Then each sub-image thus formed is intensified separately. A sub-image is a light sub-signal. Then the intensified underimages are recombined using dichroic mirrors so that the eye sees an image of the scene that is intensified and restored in natural colors. However, this solution has the disadvantage of requiring an optical system for beam separation which is complex and bulky. In addition, this system is expensive because it has three light intensifiers instead of one.

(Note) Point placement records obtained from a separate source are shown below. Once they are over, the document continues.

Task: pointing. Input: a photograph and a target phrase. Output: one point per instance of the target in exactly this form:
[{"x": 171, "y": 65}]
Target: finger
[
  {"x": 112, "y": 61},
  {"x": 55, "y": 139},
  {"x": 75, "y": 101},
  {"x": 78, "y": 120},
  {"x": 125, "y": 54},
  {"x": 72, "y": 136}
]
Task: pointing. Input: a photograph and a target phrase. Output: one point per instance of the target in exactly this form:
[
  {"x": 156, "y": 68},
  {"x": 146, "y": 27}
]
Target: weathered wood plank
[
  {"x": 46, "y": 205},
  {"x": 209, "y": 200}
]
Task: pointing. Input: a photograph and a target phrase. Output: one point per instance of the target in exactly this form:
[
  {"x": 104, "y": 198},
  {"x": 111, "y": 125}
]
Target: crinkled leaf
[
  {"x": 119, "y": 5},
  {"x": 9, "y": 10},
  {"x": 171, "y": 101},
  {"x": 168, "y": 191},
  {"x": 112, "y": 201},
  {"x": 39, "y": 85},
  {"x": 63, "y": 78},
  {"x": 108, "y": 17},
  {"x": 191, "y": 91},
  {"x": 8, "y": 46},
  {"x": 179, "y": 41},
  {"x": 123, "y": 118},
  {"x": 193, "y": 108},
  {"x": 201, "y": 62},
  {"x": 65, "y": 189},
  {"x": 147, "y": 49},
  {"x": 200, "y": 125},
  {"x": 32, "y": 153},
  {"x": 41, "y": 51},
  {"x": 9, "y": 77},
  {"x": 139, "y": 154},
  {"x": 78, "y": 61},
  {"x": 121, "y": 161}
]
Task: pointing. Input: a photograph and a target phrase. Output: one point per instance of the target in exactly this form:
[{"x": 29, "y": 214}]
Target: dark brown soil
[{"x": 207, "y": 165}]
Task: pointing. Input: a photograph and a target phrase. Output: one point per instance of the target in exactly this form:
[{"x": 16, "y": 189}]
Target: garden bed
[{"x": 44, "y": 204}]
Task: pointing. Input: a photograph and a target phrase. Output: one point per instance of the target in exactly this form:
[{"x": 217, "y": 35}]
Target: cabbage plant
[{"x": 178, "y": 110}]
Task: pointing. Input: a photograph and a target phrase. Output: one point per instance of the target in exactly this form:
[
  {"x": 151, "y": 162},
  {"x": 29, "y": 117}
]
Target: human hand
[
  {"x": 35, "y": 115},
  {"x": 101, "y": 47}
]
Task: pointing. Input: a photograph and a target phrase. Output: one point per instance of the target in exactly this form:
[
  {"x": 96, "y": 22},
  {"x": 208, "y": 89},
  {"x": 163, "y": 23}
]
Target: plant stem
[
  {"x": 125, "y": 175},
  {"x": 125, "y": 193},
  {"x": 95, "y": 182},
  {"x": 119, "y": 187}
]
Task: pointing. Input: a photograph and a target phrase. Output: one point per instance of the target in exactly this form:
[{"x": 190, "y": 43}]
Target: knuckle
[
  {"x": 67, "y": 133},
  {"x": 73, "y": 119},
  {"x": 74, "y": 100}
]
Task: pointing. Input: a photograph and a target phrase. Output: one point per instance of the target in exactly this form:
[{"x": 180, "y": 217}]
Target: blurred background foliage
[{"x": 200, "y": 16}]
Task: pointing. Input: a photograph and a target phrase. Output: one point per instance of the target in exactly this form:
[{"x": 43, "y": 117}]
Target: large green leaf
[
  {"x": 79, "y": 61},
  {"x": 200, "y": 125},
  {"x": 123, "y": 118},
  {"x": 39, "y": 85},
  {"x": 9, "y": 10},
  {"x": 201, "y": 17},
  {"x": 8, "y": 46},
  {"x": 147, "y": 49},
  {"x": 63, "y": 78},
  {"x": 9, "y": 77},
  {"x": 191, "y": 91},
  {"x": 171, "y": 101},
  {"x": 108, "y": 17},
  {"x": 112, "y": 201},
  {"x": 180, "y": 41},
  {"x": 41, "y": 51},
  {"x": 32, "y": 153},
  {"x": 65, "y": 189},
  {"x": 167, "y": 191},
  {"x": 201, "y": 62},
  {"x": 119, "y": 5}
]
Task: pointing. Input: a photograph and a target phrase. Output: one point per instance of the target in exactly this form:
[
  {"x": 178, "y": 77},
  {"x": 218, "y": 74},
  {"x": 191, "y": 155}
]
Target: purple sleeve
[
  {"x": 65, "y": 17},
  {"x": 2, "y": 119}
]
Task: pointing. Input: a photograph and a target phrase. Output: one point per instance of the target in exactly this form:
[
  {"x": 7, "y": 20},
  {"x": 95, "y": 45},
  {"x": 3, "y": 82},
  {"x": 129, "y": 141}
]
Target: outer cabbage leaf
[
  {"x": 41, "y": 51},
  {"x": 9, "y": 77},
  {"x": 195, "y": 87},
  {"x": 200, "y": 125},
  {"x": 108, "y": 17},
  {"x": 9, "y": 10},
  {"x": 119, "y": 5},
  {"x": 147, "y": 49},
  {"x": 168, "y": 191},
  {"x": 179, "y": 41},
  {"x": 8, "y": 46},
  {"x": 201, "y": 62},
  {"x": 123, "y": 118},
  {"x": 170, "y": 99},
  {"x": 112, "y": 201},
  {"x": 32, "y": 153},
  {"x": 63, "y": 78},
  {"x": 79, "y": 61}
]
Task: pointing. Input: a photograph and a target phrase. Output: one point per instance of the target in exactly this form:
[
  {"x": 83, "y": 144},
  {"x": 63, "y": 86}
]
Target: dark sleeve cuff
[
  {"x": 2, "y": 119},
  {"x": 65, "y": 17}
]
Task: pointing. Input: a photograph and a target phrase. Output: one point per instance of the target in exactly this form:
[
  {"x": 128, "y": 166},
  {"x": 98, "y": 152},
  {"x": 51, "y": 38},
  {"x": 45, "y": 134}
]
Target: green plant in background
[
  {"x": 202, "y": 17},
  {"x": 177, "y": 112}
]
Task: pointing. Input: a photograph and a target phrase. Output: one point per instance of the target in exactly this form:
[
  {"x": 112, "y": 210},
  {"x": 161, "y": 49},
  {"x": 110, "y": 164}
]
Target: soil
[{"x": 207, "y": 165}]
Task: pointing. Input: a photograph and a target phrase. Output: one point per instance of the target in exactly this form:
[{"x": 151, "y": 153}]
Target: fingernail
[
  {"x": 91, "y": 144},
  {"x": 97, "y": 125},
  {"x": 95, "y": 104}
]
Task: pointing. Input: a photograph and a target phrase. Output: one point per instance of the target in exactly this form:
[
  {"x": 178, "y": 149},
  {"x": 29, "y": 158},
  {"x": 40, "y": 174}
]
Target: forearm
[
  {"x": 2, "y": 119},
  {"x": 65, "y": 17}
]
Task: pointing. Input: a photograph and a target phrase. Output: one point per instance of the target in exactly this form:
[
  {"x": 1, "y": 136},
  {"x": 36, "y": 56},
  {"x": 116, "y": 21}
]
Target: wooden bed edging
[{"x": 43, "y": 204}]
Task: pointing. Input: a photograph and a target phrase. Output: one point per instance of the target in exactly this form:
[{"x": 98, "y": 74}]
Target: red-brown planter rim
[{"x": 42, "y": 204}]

 A second solution uses a microchannel slab. Groups of microchannels are allocated to each of the three spectral bands which correspond to three colors whose additive synthesis will allow the reproduction of the image of the scene in natural colors. This allocation is obtained by placing a periodic filter mask spatially in front of the microchannel slab. The juxtaposition of the pixels of the different spectral bands makes it possible to restore the image of the scene in natural colors. The major disadvantage of this solution is the loss of spatial resolution that it causes. The image of the scene is divided into triplets of pixels, each triplet comprising three pixels corresponding to the three spectral bands. The number of useful pixels is even reduced by a factor greater than three compared to the ultimate resolution of a monochromatic intensifier of the same technology, because of the crosstalk between adjacent microchannels, which requires the use of larger pixels. This crosstalk is due in particular to a light scattering at the photocathode located upstream of the microchannel slab and at the level of the phosphor screen located downstream of the microchannel slab, as well as at the divergence of the beams. electrons at the microchannel output.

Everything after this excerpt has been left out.